There were other names as well – he was sure – but he couldn’t remember them. He couldn’t remember anything else either: where’d he’d come from, where he was going, why he was travelling.
He was sure he could remember if he wanted to. Those memories weren’t lost, they were just hidden. He was sure he could find them if he looked hard enough. The problem wasn’t the finding, it was summoning the will. It all seemed like too much effort for no real purpose. He wasn’t exactly sure why he felt like that. He simply knew there was no point remembering, no point trying to find whatever had been misplaced, that it wouldn’t do any good. Better to keep travelling, always looking forward, never back.
And it wasn’t as if there was anyone he could ask, because there wasn’t anyone, anywhere. He passed through villages, towns and cities, all empty, all abandoned. The detritus of recent life was all there – empty, foam-spattered glasses on tables, coats flung carelessly on the backs of chairs, cars left everywhere – but of actual life there was no sign.
He walked along paved streets, down wooded paths and across metal bridges. He walked as the sun reflected off buildings and filtered through trees, squinting against the glare. He walked through the weak illumination of streetlights and stars, peering into the murk. He walked towards heat hazes that brought out beads of sweat on his skin and curtains of rain that left beads of water dripping from his face. But always there was no one.
The people had just gone. There was no obvious signs of calamity or disaster, no burnt wreckages or collapsed buildings or bodies. At some predetermined signal, everyone seemed to have got up and walked away, leaving him behind. He knew there was a reason, knew there was an explanation, but he’d misplaced that as well. There weren’t even any animals: the skies and rivers were empty, the undergrowth devoid of all noise. This was his world now, just for him.

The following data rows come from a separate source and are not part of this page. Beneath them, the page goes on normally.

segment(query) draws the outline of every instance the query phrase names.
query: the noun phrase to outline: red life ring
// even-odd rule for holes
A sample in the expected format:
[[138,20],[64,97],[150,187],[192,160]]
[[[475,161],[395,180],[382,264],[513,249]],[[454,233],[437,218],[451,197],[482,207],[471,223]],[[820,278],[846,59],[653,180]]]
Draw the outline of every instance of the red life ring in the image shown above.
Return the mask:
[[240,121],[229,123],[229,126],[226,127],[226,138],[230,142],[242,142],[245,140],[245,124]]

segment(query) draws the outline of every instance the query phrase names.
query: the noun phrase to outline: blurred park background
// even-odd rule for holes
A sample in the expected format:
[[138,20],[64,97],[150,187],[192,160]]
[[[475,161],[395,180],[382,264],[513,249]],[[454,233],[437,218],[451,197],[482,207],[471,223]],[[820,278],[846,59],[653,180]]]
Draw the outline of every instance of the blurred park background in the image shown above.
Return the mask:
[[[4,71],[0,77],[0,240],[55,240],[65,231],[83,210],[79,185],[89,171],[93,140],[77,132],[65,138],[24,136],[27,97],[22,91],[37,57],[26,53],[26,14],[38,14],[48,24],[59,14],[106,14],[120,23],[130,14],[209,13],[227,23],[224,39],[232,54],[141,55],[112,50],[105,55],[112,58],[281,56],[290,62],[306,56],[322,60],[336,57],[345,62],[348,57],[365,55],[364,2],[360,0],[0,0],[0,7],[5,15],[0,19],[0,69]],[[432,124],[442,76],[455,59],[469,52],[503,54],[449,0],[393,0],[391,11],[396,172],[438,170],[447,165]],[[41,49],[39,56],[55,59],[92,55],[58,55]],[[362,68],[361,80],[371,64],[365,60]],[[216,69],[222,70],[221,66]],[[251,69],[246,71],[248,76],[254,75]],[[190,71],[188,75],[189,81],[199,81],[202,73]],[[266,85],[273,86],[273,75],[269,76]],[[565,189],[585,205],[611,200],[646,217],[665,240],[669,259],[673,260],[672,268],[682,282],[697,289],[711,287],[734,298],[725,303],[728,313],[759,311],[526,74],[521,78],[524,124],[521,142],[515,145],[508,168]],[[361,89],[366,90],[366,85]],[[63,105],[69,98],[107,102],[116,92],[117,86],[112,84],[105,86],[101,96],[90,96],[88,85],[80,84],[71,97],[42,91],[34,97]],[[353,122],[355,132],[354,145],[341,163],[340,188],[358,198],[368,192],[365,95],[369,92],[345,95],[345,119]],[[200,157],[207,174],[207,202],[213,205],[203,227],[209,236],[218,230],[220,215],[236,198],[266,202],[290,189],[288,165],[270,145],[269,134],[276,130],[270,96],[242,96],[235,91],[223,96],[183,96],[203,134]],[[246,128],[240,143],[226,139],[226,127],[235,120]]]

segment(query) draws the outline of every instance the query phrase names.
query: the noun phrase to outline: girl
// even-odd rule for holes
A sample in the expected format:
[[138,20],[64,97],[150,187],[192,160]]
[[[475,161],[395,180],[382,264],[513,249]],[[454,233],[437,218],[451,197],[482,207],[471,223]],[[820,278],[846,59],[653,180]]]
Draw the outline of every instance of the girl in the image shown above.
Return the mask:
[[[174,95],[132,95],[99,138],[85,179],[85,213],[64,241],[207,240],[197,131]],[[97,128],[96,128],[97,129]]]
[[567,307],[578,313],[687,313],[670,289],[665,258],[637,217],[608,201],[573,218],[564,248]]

So, he kept on travelling, for want of anything else to do. Occasionally, he’d stop for days or weeks, when a house took his fancy, or he grew too tired. Then, he’d sit and read, and watch films. It was at these moments that he came closest to remembering. When he read and watched other people, their worlds and lives. The world he used to share with them, before he gained his own.
Then the veil was very thin, barely concealing the shapes and forms of his past. But still he resisted the urge to lift this thinnest of coverings, so light that the barest of breezes must dislodge it. So light that letting it fall away would almost be easier than holding it in place.
In the end, what finally shifted the veil wasn’t books or films or any stories of the world before, the world before his own. What caused the veil to slide smoothly off and waft silently to the ground was a cup of tea.